Six spots to get great scenics on your Hawaiian vacation
Besides coming home from Hawaii with a tan, you’ll want great photos too. Here are six spots where you can find different and distinctive kinds of Hawaiian backdrops, courtesy of a noted Hawaii photographer.
Aubrey Hord is known for her portraits of such celebrities as Elton John, John Legend and Bruno Mars, but her bread-and-butter work is wedding photography. She has photographed newlyweds against some of the islands’ most sumptuous backdrops, many of them off the beaten path.
No marriage license required, of course, to avail yourself of these photographic opportunities. Among her choices for stunning settings
Garden of the Gods on less-visited Lanai. It’s a favorite of Hord’s.
“It’s like walking on the surface of another planet,” she said in an email. Lanai, the sixth-largest Hawaiian island and known for its rocky terrain and the bright red of its iron-oxide-rich soil, was once a huge pineapple plantation.
Pipiwai Trail in Kipahulu, in southeast Maui and part of Haleakala National Park. Hord suggested hiking the trail, a four-mile round trip that is moderately strenuous, according to the National Park Service.
“The forest lulls you into complacency with the soft clattering of bamboo,” she said. “At the top of the trail there is a waterfall cascading down the crescent cliff.”
Koki Beach, south of Hana in east Maui. This is a favorite for Hord and just-married couples.
“It features a vibrant red iron-oxide-rich, exposed cliff at one end which provides a great backdrop,” she said.
Other places Hord suggests:
--Hanalei Bay on Kauai’s North Shore, part of which served as the stand-in for Bali Hai in the movie “South Pacific.”

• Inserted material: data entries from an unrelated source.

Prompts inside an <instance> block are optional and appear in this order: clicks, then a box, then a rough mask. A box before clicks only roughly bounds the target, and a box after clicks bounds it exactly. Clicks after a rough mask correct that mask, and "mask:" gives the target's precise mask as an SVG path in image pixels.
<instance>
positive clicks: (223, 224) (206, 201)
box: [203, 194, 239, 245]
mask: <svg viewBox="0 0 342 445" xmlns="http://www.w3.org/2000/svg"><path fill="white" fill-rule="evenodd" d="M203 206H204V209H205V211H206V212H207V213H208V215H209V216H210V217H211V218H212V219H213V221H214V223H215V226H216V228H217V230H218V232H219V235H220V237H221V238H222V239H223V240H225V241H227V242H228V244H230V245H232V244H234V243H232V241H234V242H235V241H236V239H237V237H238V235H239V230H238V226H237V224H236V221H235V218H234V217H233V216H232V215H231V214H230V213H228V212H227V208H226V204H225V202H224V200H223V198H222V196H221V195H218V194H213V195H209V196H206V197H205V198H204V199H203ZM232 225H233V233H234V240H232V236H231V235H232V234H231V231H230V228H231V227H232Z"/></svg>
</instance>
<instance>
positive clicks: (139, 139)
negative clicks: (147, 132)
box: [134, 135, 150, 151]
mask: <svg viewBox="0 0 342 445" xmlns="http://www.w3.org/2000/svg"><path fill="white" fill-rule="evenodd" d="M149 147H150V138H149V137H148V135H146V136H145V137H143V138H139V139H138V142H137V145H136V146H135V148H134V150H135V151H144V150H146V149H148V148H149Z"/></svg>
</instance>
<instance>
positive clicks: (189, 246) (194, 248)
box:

--Maui’s Baldwin Beach, a long, sandy crescent about two miles from the town of Paia.
--Hawaii Volcanoes National Park on the Big Island
“The entire national park is fascinating as we watch new land being created right in front of us,” she said.
Hord was recently designated a Certified Professional Photographer by the Professional Photographers of America after a two-year course of study that culminated in what she described as a “grueling” exam.